A.D.-şiddetle mücadele, kendisiyle sınırlanmayacak kadar geniş bir mesele. örneğin kadınların ücretli çalışmaya erişimiyle ilgili bir dönüşüm de gerekiyor, kadınların duygusal güçlenmesiyle ilgili de bir dönüşüm gerekiyor….bunlar artırılabilir. çünkü yasal değişiklik yetmez. ikinci nokta, bu sözleşmenin ne anlama geldiğini, 6284’ün ne işe yaradığını, nasıl kullanılabileceğini, her kadının, bunlara en fazla ihtiyacı olan kadınların bilmesi için çalışmak. sözleşme çok önemli, onu geri almak çok önemli ama bununla yetinemeyiz. her kadın, onu korkutan şeyler karşısında, şehri ayağa kaldıracak kadınlar olduğunu bilmeli.
#DayağaKarşıYürüyüştenBugüne
eşitlik ve özgürlük mücadelemiz sürüyor. Erkek şiddeti karşısında yaşamımızı savunmak için 1 Temmuz’a kadar her yerde İstanbul Sözleşmesi’ni savunacağız çünkü #KolayKazanmadıkVazgeçmeyiz#İstanbulSözleşmesiBizim pic.twitter.com/wUWnEZSkfm— Kadın Savunması (@kadinsavunmasi) May 17, 2021
Biterken hatırlatalım:
İstanbul Sözleşmesi Uygulansın Kampanya Grubu 21 Mayıs Cuma günü saat 18.30’dan itibaren tüm kadınları ve LGBTİ+’ları İstanbul Sözleşmesi’ne, haklarımıza, kazanımlarımıza sahip çıkmak için Yoğurtçu Parkı’a çağırıyor!

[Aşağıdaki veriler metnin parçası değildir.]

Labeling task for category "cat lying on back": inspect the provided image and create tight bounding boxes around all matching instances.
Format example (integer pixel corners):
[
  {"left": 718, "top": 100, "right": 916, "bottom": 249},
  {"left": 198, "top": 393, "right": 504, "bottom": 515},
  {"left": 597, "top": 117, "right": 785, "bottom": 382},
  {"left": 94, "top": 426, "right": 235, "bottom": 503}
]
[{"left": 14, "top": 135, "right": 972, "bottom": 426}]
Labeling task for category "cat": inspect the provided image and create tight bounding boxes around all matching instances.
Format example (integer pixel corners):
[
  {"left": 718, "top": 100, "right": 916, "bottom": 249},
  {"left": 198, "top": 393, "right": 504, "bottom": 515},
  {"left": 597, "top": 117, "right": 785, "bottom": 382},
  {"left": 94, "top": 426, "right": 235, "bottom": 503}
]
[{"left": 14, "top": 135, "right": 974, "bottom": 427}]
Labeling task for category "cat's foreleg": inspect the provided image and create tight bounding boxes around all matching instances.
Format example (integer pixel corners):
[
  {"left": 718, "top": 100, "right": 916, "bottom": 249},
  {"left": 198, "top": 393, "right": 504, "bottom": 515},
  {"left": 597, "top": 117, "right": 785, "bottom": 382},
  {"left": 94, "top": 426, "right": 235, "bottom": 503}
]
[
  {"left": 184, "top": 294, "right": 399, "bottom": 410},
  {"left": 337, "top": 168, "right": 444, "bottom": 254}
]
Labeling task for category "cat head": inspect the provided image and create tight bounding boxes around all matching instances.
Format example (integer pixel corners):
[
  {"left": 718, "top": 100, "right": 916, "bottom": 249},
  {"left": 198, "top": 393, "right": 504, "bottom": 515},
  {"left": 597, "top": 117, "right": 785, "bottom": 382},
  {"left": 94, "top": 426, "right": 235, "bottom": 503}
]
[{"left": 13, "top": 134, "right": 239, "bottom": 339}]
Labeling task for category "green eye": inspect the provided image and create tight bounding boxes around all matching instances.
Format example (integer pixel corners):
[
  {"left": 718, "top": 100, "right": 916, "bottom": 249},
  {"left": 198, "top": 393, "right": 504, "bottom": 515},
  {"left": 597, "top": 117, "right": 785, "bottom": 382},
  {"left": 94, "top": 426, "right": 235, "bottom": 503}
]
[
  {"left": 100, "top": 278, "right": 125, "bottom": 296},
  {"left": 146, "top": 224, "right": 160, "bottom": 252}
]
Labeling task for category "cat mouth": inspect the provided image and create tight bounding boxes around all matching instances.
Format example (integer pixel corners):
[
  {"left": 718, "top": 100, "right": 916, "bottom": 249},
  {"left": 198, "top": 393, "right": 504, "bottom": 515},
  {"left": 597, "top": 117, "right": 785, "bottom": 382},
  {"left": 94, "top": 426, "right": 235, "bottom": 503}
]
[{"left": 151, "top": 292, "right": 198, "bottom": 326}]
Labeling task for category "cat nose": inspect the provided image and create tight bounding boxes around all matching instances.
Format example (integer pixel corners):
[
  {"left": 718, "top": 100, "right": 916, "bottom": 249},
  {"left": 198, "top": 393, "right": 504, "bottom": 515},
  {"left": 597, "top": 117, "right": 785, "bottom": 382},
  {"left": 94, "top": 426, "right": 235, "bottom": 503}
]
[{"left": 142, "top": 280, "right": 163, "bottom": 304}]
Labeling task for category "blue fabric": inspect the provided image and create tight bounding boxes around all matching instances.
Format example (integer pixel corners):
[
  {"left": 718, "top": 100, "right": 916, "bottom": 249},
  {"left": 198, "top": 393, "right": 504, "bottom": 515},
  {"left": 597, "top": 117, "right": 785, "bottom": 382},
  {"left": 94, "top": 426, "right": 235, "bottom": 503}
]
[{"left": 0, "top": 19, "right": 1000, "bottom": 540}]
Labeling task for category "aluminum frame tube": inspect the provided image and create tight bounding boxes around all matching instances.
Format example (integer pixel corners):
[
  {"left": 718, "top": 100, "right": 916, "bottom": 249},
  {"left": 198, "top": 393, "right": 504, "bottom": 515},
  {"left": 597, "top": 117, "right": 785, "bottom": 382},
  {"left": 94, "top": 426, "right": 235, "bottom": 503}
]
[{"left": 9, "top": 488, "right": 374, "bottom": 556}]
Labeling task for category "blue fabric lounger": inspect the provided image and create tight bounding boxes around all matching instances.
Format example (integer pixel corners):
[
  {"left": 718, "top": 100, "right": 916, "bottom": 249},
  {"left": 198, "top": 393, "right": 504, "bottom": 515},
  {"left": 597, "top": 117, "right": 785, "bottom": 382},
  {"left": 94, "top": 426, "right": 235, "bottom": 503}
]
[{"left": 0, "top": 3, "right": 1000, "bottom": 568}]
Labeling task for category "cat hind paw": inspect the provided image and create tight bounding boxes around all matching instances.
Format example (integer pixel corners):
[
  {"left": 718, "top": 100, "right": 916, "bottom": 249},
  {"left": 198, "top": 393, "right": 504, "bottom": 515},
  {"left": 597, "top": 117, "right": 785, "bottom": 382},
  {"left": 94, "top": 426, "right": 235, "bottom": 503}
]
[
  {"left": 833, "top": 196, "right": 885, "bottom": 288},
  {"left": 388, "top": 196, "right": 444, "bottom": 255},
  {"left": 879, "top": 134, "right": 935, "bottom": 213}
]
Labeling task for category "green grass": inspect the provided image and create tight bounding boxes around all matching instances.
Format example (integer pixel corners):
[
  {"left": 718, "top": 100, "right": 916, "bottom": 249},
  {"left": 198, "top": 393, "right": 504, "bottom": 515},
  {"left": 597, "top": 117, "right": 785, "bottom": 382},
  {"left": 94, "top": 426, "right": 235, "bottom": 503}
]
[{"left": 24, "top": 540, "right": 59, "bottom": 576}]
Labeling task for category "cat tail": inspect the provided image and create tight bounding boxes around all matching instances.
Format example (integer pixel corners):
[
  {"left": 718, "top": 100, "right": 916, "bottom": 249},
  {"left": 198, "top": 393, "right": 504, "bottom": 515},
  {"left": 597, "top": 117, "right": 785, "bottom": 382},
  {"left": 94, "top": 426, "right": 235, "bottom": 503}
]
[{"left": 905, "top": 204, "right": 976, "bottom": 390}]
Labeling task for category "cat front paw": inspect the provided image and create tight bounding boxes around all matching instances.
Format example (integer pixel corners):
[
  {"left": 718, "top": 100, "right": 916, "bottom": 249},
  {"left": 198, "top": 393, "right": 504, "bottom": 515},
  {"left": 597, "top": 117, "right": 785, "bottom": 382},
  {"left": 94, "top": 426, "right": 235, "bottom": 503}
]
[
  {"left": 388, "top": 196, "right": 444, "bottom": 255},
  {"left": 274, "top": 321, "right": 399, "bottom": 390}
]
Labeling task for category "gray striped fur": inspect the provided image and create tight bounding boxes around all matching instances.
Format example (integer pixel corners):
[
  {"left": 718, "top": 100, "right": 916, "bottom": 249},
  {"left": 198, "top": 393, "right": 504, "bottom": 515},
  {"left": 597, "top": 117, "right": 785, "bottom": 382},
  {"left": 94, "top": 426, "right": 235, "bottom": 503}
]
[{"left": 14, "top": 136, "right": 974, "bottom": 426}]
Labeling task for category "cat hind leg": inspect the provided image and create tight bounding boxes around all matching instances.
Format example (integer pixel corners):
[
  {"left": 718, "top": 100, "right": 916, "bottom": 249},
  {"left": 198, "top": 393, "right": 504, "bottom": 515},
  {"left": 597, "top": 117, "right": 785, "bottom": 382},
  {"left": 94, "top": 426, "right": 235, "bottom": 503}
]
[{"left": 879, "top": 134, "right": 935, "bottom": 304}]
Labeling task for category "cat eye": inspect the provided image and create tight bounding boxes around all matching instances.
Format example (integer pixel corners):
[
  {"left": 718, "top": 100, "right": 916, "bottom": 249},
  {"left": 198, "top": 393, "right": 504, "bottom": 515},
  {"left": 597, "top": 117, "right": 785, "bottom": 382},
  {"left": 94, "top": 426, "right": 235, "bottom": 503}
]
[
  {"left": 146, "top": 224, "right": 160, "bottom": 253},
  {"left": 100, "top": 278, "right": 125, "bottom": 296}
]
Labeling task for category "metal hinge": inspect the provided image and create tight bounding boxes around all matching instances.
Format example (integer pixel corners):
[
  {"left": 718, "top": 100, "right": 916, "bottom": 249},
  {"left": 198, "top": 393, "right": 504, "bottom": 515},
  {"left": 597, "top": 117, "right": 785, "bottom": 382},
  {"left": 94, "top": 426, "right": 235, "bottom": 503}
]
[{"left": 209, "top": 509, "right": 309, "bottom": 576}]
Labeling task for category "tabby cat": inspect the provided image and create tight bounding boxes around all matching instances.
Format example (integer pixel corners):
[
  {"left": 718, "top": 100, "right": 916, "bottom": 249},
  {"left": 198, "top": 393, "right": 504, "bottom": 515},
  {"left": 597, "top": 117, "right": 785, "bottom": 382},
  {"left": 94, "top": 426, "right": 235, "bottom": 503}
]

Dayağa Karşı Dayanışma Yürüyüşü’nden bugüne hiçbir hakkımızı #KolayKazanmadıkVazgeçmeyiz. İstanbul Sözleşmesi, pek çok hakkımız gibi uzun yılların mücadelesinin bir kazanımı, bunu hep birlikte anlatmaya çağırıyoruz. Yıllarla mücadelesini verdiğimiz hakların bir gecede elimizden alınmasına, kadınların ve LGBTİ+ların hayatlarının iyice güvensiz, eşitsiz kılınmasına izin vermeye hiç niyetimiz yok. 1 Temmuz’a kadar bu kararın geri çekilmesi için hep birlikte ses çıkarmaya devam!